Sono poi notevoli nei verbali delle sedute il discorso inaugurale del Ministro di Agricoltura on. Nitti, che partecipò a due giornate del Congresso; i discorsi vari, su temi svariati, del Presidente del Congresso on. Cermenati; la storia dei lavori per la carta geologica d’Italia, rievocata dal sen. Capellini; la commemorazione di Antonio Stoppani tenuta dal prof. Taramelli; la conferenza sul terremoto di Messina, detta dall’ing. Sabatini; la storia dell’Osservatorio Vesuviano fatta dal professor Mercalli; il progetto di un Istituto vulcanologico internazionale a Napoli svolto dal prof. Friedlander, ecc.

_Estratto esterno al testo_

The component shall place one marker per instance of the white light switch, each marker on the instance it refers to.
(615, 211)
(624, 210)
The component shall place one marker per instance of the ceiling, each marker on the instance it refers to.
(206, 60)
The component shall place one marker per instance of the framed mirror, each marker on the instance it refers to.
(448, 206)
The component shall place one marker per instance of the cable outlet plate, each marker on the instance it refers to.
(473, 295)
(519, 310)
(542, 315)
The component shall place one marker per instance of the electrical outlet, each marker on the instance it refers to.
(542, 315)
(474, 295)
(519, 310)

Fra le memorie scientifiche della seconda parte, che raggiungono la quarantina, se ne trovano parecchie di [p. 255 modifica]grande importanza, corredate da tavole paleontologiche, carte geologiche, spaccati, tabelle, ecc. Sono specialmente da segnalare lo studio del prof. Sacco sulla Puglia; la relazione dell’ing. Novarese sui risultati geologici della spedizione del Duca degli Abruzzi nel Ka.rakorum; la memoria dele ing. Franchi sui graniti del Sempione, oggetto di una recente e non ancora risolta controversia doganale con la Svizzera; lo studio del prof. Stolla sulle formazioni che attraverserà il progettato traforo dello Spinga; le ricerche di geologia nei rapporti forestali del prof. De Angelis e quelle sull’elasticità delle roccie più dure del prof. Oddone; il riassunto del prof. Bucca sulle ultime proposte per studiare il Vulcanismo, ecc. ecc.

Il Congresso, infine, formulò ed approvò unanime alcuni voti diretti al Governo. Fra essi quello per la pubblicazione integrale dei manoscritti di Leonardo da Vinci, di suprema importanza anche per la Geologia; quello per una sistemazione, rispondente ai bisogni della scienza moderna, dell’Osservatorio Vesuviano di Napoli; quello per la conservazione, in forza di legge, dei massi erratici e di altri fenomeni geologici del suolo italiano, classici per bellezze o valore scientifico; quello per la legislazione sulle acque pubbliche, da uniformare ai risultati di rigorose indagini scientifiche; quello per la costruzione delle carte agregeologiche a cura dello Stato; quello invitante a consultare il geologo prima di provvedere ai danni arrecati in Lombardia dalle alluvioni delle scorse estate, ecc.

Il volume attesta la grande importanza assunta dal Congresso di Lecco, dimostra come la Geologia venga in Italia seriamente e largamente studiata e colloca la nostra trentenne Società geologica italiana, fondata da Qu’ntino Sella, alla pari colle più antiche, le più prospere e le più attive associazioni congeneri del mondo civile.